This is the second of a two-part series on resource volatility. As noted in the first post, globalization has created an environment of resource volatility. This post, with numbers 11 through 20 on the list, describes resources that are more stable than the previous 10. However, that doesn’t mean there isn’t turmoil, whether that’s environmental concerns in Indonesia’s palm oil production industry, or community organization for water rights in Chile. And, of course, whatever China does, the markets follow.
Top resources and trends
11. Natural Gas
According to the International Energy Agency, most natural gas comes from Russia, the United States, Canada, Qatar, and Iran, and the countries that use the most are the U.S., Russia, China, and Iran. There are sufficient reserves of natural gas, again according to the IEA’s projections, that should last past the year 2040. Liquefied natural gas, which is produced mostly by Qatar, with Australia set to overtake Malaysia for second place, has had a flat market recently. There isn’t the demand to keep up with increased production, so liquefied natural gas producers are looking for new markets, like cruise lines, to grow demand.

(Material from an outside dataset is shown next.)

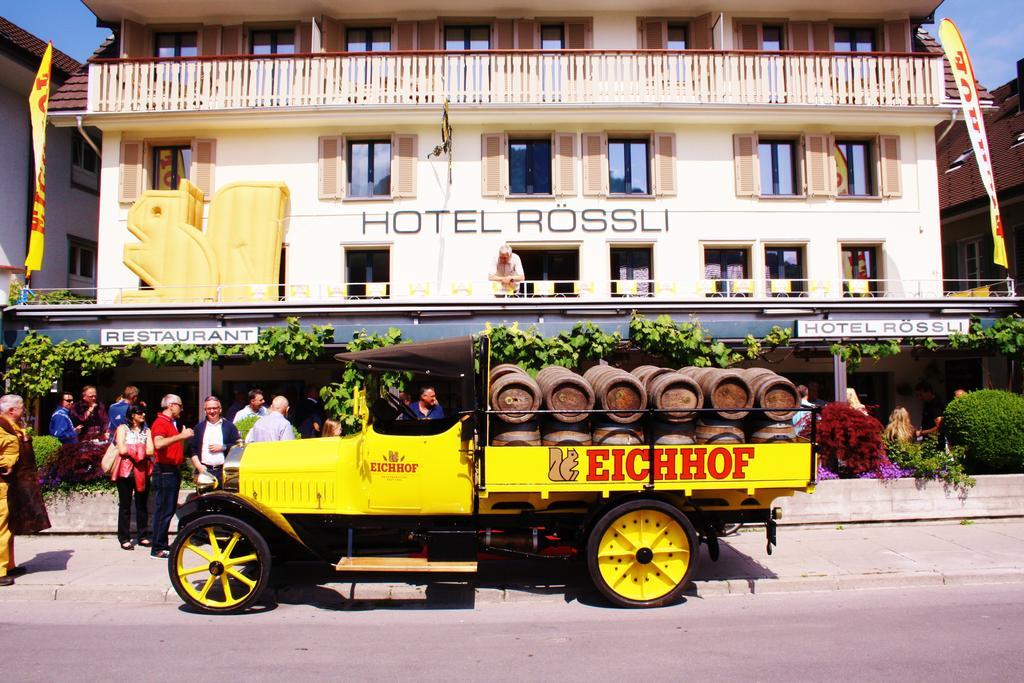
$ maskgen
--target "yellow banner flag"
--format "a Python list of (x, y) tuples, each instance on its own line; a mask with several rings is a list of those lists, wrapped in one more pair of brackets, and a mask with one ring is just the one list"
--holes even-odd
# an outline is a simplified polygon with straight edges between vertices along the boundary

Most of the world’s tin comes from China and Indonesia. The tin market tanked last year because of less demand and lots of tin, although it did rally in July and then improve earlier this year, mostly because Indonesia is exporting less and easing the flood of tin on the market.

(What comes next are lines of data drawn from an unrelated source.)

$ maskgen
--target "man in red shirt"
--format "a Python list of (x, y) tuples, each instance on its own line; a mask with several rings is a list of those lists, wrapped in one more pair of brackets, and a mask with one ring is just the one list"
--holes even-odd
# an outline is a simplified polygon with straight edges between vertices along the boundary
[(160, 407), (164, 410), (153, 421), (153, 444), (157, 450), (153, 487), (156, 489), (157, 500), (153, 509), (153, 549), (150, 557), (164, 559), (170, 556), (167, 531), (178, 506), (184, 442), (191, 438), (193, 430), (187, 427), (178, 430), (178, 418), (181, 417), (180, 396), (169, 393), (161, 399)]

It seems like everyone’s crazy for gold right now. The precious metal is often perceived as a safer investment than other asset classes, and it’s up 20% this year. Famed investor George Soros just bought $264 million worth of shares in Barrick Gold. The Toronto-based gold-mining company is the world’s largest. Gold prices bumped down a bit while the market waited on the Federal Reserve’s meeting minutes, but some are saying gold will soon recover – and then some.
Russia, Canada, and New Caledonia are the largest producers of nickel. Most is used to make stainless steel. Like several other commodities we’ve examined, there is more production than demand of nickel at the moment, which has led to depressed prices. China is a big consumer of nickel for stainless steel, and the country is using less because of a slowing real estate market.

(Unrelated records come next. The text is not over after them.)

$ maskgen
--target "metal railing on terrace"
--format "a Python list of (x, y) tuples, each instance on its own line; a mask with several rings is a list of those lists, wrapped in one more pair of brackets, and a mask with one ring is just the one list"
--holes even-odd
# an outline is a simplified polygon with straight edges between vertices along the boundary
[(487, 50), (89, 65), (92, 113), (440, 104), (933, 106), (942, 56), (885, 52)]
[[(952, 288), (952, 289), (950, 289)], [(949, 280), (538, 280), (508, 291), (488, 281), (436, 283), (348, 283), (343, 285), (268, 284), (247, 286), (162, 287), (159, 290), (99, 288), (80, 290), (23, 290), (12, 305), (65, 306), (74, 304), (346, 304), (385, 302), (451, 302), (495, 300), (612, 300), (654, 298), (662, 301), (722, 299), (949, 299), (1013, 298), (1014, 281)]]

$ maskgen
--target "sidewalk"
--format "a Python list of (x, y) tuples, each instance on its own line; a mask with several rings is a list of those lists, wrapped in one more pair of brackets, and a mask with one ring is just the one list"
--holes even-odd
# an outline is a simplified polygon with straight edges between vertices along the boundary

The global demand for beef is up, but production is down due to a variety of factors. One is Australia’s decreased production due to drought conditions, which will mean 300,000 tons less beef for export this year. As Australia is a favored trading partner of the U.S., that will affect the American beef market. A recent study from Radobank predicts that China will increase live cattle imports for domestic processing, and Brazil will enter the U.S. market as well.
It’s a good year for wheat. North American wheat production is doing well, although levels are down from the previous year, with five percent less planted in the U.S. and six percent less in Canada. According to the most recent USDA World Agricultural Supply and Demand Estimates report, total U.S. wheat supplies and use are up six percent and seven percent, respectively. Globally, the report projects a two percent increase in wheat supplies, and consumption will increase, too.
17. Iron Ore
Earlier this year, the iron ore market jumped, reportedly because of the Chinese government’s moves to help along the country’s economy. Things have settled down since then, with recent trading sending the per ton price downwards 22.9% from its high in April, which seems to be due to China’s increased crude steel production and also the government’s stopping speculative trading. They’ve also committed to transportation infrastructure projects, but there is still too much iron ore compared to demand.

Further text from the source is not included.